La Rûche est fourmillante à cette heure, les citoyens se rendent à leur travail, mêlés aux enfants qui tentent de se frayer un chemin jusqu'aux Écoles, mais comme toujours, le rythme est si bien calculé que chacun arrive toujours à l'heure pour badger.

« Eh Jonesie ! »

Je sens toutes les tensions en moi s'envoler en me tournant vers mon voisin et meilleur ami, Michael Clifford, lequel vient me serrer dans ses bras comme chaque matin depuis que nous sommes petits.

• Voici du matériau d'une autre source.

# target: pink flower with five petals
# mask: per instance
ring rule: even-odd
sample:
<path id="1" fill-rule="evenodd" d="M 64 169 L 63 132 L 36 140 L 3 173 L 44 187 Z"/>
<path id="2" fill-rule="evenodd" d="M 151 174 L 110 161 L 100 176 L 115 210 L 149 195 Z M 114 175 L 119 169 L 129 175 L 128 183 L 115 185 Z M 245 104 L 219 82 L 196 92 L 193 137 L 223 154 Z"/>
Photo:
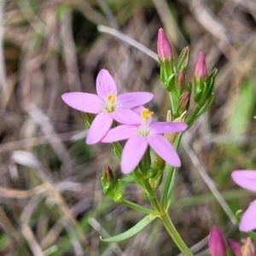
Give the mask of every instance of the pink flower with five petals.
<path id="1" fill-rule="evenodd" d="M 68 106 L 85 113 L 97 114 L 86 137 L 87 144 L 101 141 L 111 127 L 113 120 L 121 124 L 133 124 L 136 113 L 130 108 L 150 102 L 150 92 L 130 92 L 118 95 L 117 87 L 108 70 L 102 69 L 96 78 L 97 95 L 85 92 L 67 92 L 61 96 Z"/>
<path id="2" fill-rule="evenodd" d="M 236 170 L 231 174 L 234 182 L 240 187 L 256 192 L 256 171 Z M 241 218 L 239 230 L 248 232 L 256 229 L 256 200 L 246 210 Z"/>
<path id="3" fill-rule="evenodd" d="M 160 134 L 183 131 L 187 128 L 183 122 L 152 123 L 153 112 L 143 107 L 137 108 L 140 115 L 131 117 L 133 124 L 119 125 L 110 130 L 102 143 L 113 143 L 128 139 L 121 158 L 121 170 L 127 174 L 132 172 L 143 157 L 149 145 L 167 164 L 180 166 L 180 159 L 172 144 Z"/>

Seulement à présent, il me dépasse d'une bonne tête et demie et son corps, plutôt robuste pour un enfant du Terrier est devenu un bouclier contre toutes mes angoisses. Il m'arrive de prendre le Sub avec lui le matin et souvent il me laisse m'affaler contre lui pour récupérer un peu de chaleur humaine.

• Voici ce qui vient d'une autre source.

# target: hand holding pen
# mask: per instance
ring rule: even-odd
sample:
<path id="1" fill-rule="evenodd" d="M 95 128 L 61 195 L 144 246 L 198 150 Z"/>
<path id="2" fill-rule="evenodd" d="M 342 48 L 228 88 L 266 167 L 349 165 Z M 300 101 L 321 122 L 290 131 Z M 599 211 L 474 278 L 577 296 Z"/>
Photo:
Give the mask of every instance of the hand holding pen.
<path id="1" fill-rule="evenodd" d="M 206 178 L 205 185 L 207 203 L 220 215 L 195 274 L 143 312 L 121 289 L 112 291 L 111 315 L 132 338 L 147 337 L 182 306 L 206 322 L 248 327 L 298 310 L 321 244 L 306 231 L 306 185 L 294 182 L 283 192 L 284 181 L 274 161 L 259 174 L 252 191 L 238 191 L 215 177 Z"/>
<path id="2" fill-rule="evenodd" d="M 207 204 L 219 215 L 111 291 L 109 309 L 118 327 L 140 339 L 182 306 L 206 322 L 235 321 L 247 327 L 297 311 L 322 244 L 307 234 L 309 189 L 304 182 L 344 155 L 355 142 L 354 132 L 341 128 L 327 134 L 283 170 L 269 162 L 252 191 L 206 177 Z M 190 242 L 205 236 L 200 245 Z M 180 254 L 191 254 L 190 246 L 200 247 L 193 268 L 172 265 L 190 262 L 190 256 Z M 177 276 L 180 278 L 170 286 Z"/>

« Je ne t'ai pas vu ce matin au Puits -Dis-je d'une voix suspicieuse- 

- Oh je me suis réveillé en retard -Répond ce dernier en haussant les épaules-

- C'est déjà la troisième fois en une semaine.

- Inutile de me le rappeler, les Gardiens s'en sont déjà chargé -Dit-il les dents serrées- Je ferai plus attention désormais.

- Ça m'ennuierait que tu finisses à l'Iceberg pour si peux -Dis-je d'un ton moqueur-

- Peut-être que là-bas on me laisserait dormir un peu plus. »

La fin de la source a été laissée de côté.